A plurality of factors, such as those described below, arise as a result of actions suppressing the expression of a target gene by an antisense DNA: inhibition of the transcription initiation by the formation of a triple strand; suppression of the transcription through hybridization with a local open loop conformation site formed by an RNA polymerase; inhibition of the transcription by hybridization with RNA, which is in course of synthesis; suppression of the splicing through hybridization at a junction, of intron and exon; suppression of the splicing through hybridization with a spliceosome forming site; suppression of the transfer from the nuclei to cytoplasm through hybridization with the mRNAs; suppression of the splicing through hybridization with capping sites or poly(A) addition sites; suppression of the translation initiation through hybridization with a translation initiation factor binding site; suppression of the translation through hybridization with the ribosome binding site near the initiation codon; inhibition of the elongation of the peptide chain through hybridization with the translation regions and polysome binding sites of the mRNAs; suppression of the expression of genes by hybridization with the interaction sites between nucleic acids and proteins; and such. These actions inhibit the processes of transcription, splicing, and/or translation to suppress the expression of a target gene (Hirajima and Inoue, “New Biochemistry Experimental Course No. 2, Nucleic Acid IV, Duplication and Expression of Genes”, Japan Biochemical Society ed., Tokyo Kagaku Doujin, pp. 319-347 (1993)).

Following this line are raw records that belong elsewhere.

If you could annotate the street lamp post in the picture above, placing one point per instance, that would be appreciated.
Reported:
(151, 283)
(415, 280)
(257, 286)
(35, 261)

The antisense DNA of the present invention may suppress the expression of the target gene through any of the above-mentioned actions. According to one embodiment, an antisense sequence designed to be complementary to a non-translated region near the 5′-terminus of mRNA of a gene may effectively inhibit the translation of the gene. Additionally, sequences which are complementary to the coding region or the 3′ non-translated region can be also used. As described above, DNA containing antisense sequences not only to the translation region of a gene, but also those to sequences of non-translated regions are included in the antisense DNA of the present invention. The anti-sense DNAs to be used in the present invention are linked to downstream of an appropriate promoter, and a sequence including a transcriptional termination signal is preferably linked to the 3′-side thereof. The sequence of the antisense DNA is preferably complementary to the target gene or a part thereof; however, so long as the expression of the gene can be effectively inhibited, it does not have to be a completely complementary DNA. The transcribed RNA is preferably 90% or more, more preferably 95% or more, complementary to the transcribed product of the target gene. In order to effectively inhibit the expression of the target gene using an antisense sequence, the antisense DNA has at least a chain length of 15 bp or more, preferably 100 bp, more preferably 500 bp, and usually has a chain length less than 3000 bp, preferably less than 2000 bp to cause an antisense effect.
Such antisense DNA can be also applied to gene therapy for diseases caused by abnormalities (functional abnormalities or expression abnormalities) of the polypeptides of the present invention, and such. The antisense DNA can be prepared by, for example, the phosphorothionate method (Stein, “Physicochemical properties of phosphorothionate oligodeoxynucleotides.” Nucleic Acids Res. 16, 3209-21 (1988)) and such based on the sequence information of a DNA (for example, sequences of odd-numbered SEQ ID NOs from SEQ ID NO: 1 to SEQ ID NO: 2069)) encoding a polypeptide of the present invention.
Further, suppression of the expression of endogenous genes can be also achieved utilizing DNAs encoding ribozymes. Ribozymes are RNA molecules having catalytic activity. There exist ribozymes having various activities, and the research of ribozymes as an enzyme for truncating RNA allowed for the design of ribozymes that cleave RNAs in a site-specific manner. There are ribozymes which are larger than 400 nucleotides, such as Group I intron type ribozymes, and M1RNA comprised in RNaseP, and those which have an active domain of about 40 nucleotides, called hammer-head type and a hairpin type ribozymes (Makoto Koizumi and Eiko Ohtsuka, (1990), Protein Nucleic Acid and Enzyme (PNE) 35:2191).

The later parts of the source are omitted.